I also found this page : https://beginnersbook.com/2013/04/runtime-compile-time-polymorphism/

to be clear and highly relevant to this topic.

Answer 2

I'll try to clarify the answer of @eran a bit so you can understand it.

A subclass has all the methods of its superclass, and then perhaps some more in addition to them. You have a variable of type A, in which you store an object of type C. C has all the methods that are defined in class A, and also an additional method that is f(long q). A is unaware of this new method, so since you store the object in a variable of A, you can't call f(long q).

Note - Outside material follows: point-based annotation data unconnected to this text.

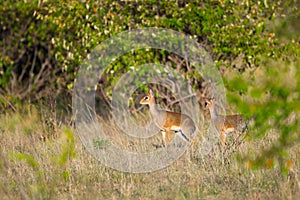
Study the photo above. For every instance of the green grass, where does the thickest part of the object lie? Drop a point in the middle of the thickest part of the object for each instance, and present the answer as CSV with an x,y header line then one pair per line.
x,y
41,163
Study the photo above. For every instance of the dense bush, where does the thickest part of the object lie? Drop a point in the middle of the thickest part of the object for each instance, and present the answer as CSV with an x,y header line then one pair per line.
x,y
44,42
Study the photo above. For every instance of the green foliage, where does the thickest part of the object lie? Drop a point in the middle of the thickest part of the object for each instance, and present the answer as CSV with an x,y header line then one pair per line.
x,y
272,102
59,35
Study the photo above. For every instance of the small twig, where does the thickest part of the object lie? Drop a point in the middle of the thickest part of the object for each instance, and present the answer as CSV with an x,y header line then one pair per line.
x,y
8,102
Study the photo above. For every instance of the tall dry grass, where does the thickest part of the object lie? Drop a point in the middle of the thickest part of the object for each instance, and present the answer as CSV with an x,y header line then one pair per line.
x,y
39,162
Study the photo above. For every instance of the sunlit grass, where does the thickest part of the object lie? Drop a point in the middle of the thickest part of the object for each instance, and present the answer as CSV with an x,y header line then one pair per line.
x,y
59,167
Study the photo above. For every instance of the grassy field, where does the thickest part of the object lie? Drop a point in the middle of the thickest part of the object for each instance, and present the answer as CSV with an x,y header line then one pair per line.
x,y
42,162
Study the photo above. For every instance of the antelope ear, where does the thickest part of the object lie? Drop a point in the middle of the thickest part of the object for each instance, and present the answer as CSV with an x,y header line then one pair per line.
x,y
151,93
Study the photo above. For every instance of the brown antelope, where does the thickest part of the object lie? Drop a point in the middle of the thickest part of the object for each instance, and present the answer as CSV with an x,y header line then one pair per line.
x,y
168,121
225,124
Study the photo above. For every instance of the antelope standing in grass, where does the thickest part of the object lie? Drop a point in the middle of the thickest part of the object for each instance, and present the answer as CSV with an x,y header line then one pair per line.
x,y
168,121
225,124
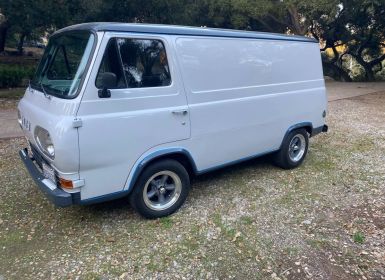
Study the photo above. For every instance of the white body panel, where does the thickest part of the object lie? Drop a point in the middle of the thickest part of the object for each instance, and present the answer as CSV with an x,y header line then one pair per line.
x,y
241,97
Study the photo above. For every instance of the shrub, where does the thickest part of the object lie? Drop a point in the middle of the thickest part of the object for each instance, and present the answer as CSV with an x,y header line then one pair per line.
x,y
12,76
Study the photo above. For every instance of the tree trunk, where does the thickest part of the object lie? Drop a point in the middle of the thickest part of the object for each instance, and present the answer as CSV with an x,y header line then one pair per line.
x,y
3,35
369,73
336,71
21,44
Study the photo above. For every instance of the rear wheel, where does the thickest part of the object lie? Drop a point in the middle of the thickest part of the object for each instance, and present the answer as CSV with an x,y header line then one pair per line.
x,y
161,189
293,150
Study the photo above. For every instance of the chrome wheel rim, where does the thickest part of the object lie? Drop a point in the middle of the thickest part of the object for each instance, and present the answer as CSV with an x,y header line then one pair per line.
x,y
162,190
297,147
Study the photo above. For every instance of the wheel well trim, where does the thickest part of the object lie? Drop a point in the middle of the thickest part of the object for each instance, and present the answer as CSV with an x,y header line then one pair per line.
x,y
297,126
143,163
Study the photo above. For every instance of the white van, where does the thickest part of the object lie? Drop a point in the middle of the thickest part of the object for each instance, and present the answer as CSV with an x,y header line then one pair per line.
x,y
135,110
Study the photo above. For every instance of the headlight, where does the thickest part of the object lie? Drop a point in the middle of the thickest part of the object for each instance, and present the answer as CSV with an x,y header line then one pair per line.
x,y
44,141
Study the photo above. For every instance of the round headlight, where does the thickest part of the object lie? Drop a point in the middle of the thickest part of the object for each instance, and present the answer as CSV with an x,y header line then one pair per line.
x,y
44,141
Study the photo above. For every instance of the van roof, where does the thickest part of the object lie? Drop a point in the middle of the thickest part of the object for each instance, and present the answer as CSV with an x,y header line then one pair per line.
x,y
182,30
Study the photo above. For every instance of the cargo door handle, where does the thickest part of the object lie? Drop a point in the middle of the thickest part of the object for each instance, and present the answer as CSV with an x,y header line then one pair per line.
x,y
180,112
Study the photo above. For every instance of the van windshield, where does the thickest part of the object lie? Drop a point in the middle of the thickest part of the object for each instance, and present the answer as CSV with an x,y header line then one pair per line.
x,y
63,64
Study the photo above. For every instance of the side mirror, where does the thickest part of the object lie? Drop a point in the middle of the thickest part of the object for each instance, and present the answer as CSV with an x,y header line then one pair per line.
x,y
109,81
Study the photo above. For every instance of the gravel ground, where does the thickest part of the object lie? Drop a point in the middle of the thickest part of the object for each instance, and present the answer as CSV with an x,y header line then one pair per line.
x,y
324,220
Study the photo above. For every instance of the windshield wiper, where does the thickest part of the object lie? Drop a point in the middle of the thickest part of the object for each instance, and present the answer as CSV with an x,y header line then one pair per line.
x,y
46,95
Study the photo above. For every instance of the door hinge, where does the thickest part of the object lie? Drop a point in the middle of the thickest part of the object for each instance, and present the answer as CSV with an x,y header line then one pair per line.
x,y
77,123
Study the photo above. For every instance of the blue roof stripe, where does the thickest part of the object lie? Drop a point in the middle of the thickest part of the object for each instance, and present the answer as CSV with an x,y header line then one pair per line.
x,y
183,30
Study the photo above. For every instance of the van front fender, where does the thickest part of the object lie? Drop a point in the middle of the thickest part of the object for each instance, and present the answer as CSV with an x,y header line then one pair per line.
x,y
142,163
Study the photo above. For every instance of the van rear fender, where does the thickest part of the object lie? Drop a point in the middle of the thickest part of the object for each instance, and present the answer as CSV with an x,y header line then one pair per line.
x,y
306,125
179,154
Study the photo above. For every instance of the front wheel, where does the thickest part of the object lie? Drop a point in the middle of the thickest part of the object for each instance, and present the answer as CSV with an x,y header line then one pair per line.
x,y
293,150
161,189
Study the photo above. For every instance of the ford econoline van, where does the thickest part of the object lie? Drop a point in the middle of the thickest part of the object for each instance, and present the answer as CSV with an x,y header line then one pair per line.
x,y
136,110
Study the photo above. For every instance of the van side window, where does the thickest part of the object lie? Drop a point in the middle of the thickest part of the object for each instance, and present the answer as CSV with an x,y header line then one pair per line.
x,y
144,63
111,63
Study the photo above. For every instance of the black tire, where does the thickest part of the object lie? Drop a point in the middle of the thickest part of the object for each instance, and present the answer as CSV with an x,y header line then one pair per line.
x,y
147,193
285,157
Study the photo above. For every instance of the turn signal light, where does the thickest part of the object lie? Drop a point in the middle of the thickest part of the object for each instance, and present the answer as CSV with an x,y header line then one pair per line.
x,y
66,184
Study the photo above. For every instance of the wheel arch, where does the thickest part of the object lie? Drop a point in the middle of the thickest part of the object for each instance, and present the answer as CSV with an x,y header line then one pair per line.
x,y
179,154
306,125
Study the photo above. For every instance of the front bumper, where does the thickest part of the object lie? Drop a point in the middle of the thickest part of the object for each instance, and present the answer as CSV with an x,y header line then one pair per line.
x,y
54,194
319,130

You can however call display() because it is defined in A, but it will still be the C object that executes it.

Answer 3

The method selected by the compiler depends on the declared type, not on the runtime type.
The first series that declares as variable A can only invoke A methods (whatever the runtime type instantiated as A derives only of Object) :

A a = new A(); 
a.f(bb); a.f(x);

For the second series, the compiler binds the methods with the most specific parameter matching to the invocation since C is a A and so the compiler can bind any public methods of these here :

C c = new C(); 
c.f(bb); c.f(q); c.f(x);   

But in the last chunk of code that probably questions yourself, a refers to C as runtime object but to A as declared type :

A a = new A(); 
// ...
a = c; 
a.f(bb); a.f(q); a.f(x);

So only methods defined in A may be invoked.

Answer 4

When you call a.f(bb) or a.f(q) or a.f(x), the only method signatures the compiler can choose from are those defined in class A (or any super class of A), since a is a reference variable of type A.

Therefore, only public void f(double x) is considered. In order for public void f(long q) to be a candidate for overload resolution, you'd have to cast a to type C before calling f(), since only class C defines a method with that signature.

The important thing to understand is that method overloading resolution takes place in compile time. Only the compile time type of the reference variable for which you call the method determines which method signatures are candidates for method overloading resolution, as well as which candidate will be chosen.